The Day After: Google Stock Down Nearly 4% After Stock Split News

CEO Larry Page did a good soft-shoe routine yesterday explaining the company’s new stock-split scheme amid results that generally beat expectations, but some investors are not buying it. The stock at the moment is trading nearly four percent down (around $23) at the time of writing.

Part of this could be to do with classic investing behavior: investors were hungrier for the stock before results in anticipation of good news and that drove up the price. Just before the results the stock had a five-day high of $651 per share. Now they are trading at around $627.

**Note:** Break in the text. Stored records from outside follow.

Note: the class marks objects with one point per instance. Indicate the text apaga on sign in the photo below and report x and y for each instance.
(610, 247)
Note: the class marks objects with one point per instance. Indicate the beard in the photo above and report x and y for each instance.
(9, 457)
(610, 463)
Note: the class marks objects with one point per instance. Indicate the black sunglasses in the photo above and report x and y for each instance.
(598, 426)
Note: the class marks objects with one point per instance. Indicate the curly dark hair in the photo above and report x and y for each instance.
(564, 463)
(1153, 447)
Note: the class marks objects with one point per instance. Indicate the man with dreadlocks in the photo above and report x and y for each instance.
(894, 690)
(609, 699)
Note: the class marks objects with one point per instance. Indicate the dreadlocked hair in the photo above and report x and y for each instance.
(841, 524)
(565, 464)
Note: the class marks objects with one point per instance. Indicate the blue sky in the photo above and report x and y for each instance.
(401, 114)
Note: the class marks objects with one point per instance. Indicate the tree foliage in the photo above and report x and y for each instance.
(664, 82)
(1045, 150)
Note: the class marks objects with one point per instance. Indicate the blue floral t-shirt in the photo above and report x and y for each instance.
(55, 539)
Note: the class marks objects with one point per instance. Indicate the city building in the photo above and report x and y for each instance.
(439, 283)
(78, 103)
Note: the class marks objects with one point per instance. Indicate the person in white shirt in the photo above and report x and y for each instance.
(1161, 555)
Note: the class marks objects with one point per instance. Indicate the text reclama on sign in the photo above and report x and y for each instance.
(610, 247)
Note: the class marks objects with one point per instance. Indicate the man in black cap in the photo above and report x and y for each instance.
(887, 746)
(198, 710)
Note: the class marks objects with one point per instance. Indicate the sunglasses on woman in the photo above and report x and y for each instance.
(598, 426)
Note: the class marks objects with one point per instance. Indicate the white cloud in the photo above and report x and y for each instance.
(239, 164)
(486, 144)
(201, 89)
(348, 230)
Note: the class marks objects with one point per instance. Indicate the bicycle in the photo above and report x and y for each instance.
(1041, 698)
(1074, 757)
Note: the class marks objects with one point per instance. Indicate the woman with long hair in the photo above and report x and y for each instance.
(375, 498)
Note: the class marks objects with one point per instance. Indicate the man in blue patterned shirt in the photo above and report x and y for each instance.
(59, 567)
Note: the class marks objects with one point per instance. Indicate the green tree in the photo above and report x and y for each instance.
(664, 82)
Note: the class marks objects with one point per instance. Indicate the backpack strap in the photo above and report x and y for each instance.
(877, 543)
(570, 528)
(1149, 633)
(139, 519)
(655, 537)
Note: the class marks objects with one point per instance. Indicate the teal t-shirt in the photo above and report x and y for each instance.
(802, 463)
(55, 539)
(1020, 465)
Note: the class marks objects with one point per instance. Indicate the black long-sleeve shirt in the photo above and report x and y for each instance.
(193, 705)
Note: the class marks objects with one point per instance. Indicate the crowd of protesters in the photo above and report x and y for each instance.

But the other main thing seems to be that stock split. Citi analyst Mark Mahaney (via Investors Business Daily) noted that it’s not that investors are disappointed with the stock-splitting scheme, but that just many hadn’t expected it. In the Founders’ Letter also out yesterday, Page had referred to investors supporting the scheme.

Google’s first-quarter results beat expectations, with revenues of $10.65 billion for the first quarter. Minus traffic acquisition costs, Google pulled in $8.14 billion in revenue compared to expectations of revenue of $8.1 billion (minus traffic acquisition costs).

In overall strong earnings , it however had a few declines: in the U.S., its single biggest market, sales were actually down quarter-on-quarter. They were $4,874 million, compared to $4,980 million in Q4 2011. Revenues in the UK and the rest of the world, the other two regions broken out by the company, were both up on last quarter. All showed year-on-year growth.

Google+, its new social effort, now has 170 million users, and yesterday Page said it was showing “impressive engagement” but a question asked during the Q&A, about why it was investing so much into Google+, seems to point to analysts and the investors who listen to them are perhaps not yet convinced about this latest effort, either.